寄与分が問題になる場合

ND4_0176寄与分とは、相続人の中に、被相続人の事業を手伝うなどして、被相続人の財産形成または維持に特別の寄与をした者がいる場合、この者に法定相続分以上の財産を取得させ、実質的な公平を図る制度です。

具体的な計算方法は、以下のとおりです。

まず、被相続人が死亡時に持っていた財産から、寄与分相当額を控除します(これを「みなし相続財産」と呼ぶこととします。)。そして、このみなし相続財産に法定相続分を掛けたものに寄与分相当額を加算したものが、寄与分を有する相続人が相続する財産ということになります。寄与分のない相続人は、みなし相続財産に各人の法定相続分を掛けたものを相続することになります。

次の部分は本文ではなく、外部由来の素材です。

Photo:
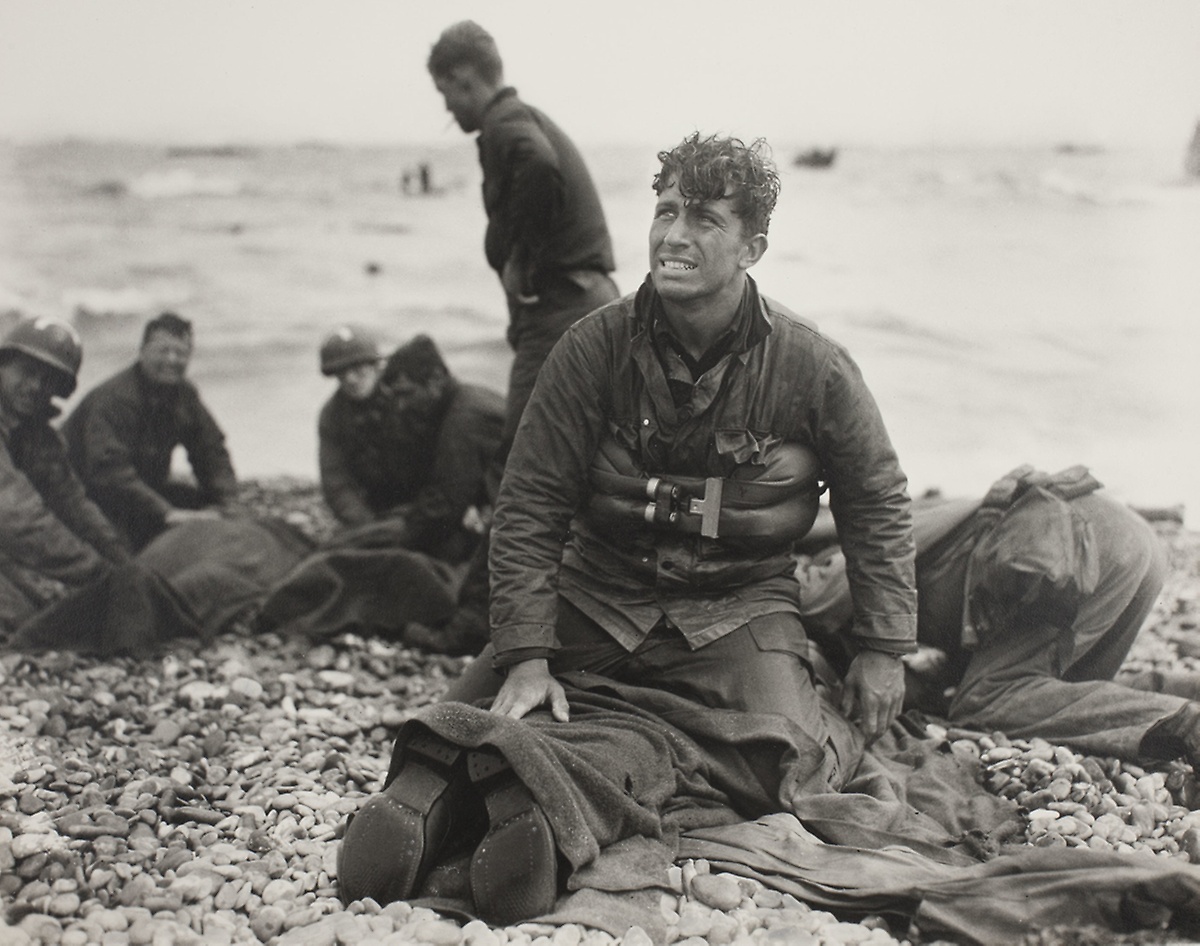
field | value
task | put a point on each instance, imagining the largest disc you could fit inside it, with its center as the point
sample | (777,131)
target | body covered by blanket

例えば、被相続人の遺産が1億円で、相続人が兄弟2人であり、兄が家業を手伝って、被相続人の財産形成に2000万円の寄与をしていた場合、

みなし相続財産 = 遺産:1億円-2000万円(兄の寄与分) = 8000万円

兄の相続分:8000万円 × 1/2 + 2000万円 = 6000万円

弟の相続分:8000万円 × 1/2       = 4000万円

となります。

・被相続人である親の家業に従事して、財産を増やした
・被相続人である夫の事業に、妻が無償で従事していた
・親の介護をして介護費用の支出を抑えた

このような場合は、寄与分が認められる可能性がありますので、弁護士にご相談ください。

寄与分が認められる場合は、民法上、「被相続人の事業に関する労務の提供又は財産上の給付、被相続人の療養看護その他の方法により被相続人の財産の維持又は増加について特別の寄与をした場合」に限定されています。

具体的には、以下のような場合に寄与分が認められる可能性があります。

①被相続人が生前、事業を行っていた場合に、その事業を手伝う、事業資金を援助するなどして、被相続人の財産の維持や増加に貢献した場合
②被相続人が病気になった際に、その療養看護をした結果、被相続人の財産が減少せずに済んだ場合
③被相続人に対し、生活費等の援助を行い、被相続人の財産の維持に貢献した場合

相続人が行った行為が民法上の「特別の寄与」にあたるかどうかの判断は、簡単ではない場合が多いです。ご自分には寄与分が認められるのではないかと思う場合や、寄与分を巡って他の相続人と揉めることが予想される場合は、ぜひ弁護士にご相談ください。

尚、寄与分が認められるのは、法定相続人だけです。例えば、被相続人の内妻や、息子の妻が被相続人の介護に献身的に携わったというような場合には、寄与分があると主張することはできませんので、ご注意ください。